Azure portal は、リソース グループを作成するには適切な選択肢です。 これらのタスクは 1 回限りであるため、作成のためにスクリプトは必要ありません。
ほとんどの管理者は Azure portal で Azure の機能を初めて使用します。 ポータルには、Azure リソースを管理するための適切に整理されたグラフィカル インターフェイスが用意されており、優れた出発点となります。 ただし、ポータルでは自動化はサポートされていません。これは、週に数回、複数の VM を作成するなどの反復的なタスクには不可欠です。
Azure の自動化には、次の 2 つのオプションがあります。
- Azure PowerShell
- Azure CLI
どちらのツールもニーズを満たしますが、PowerShell に関する知識がチームに既にある場合は、Azure PowerShell が最適な選択肢になる可能性があります。

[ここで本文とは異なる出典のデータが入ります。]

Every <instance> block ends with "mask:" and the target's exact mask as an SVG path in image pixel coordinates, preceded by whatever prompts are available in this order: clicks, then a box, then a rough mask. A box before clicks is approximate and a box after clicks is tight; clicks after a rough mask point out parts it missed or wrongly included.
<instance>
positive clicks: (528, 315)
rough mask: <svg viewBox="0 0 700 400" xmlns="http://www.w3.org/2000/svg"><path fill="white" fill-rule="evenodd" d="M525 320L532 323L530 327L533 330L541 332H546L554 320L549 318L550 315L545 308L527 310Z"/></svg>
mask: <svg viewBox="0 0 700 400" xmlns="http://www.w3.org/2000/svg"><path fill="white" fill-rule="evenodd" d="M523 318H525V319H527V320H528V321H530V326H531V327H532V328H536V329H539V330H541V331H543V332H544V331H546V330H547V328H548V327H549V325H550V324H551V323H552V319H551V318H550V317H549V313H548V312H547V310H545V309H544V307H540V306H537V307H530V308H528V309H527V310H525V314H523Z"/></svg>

通常、実際の業務には 1 回限りのタスクと反復的なタスクが混在しているため、多くのケースで、Azure portal とスクリプト ソリューションの両方が使用されます。 CRM の例では、Azure portal を使用してリソース グループを作成し、Azure PowerShell を使用して VM の作成を自動化するのが妥当なアプローチです。
このモジュールの残りの部分では、自動化ツールとして Azure PowerShell を選択したことを前提としています。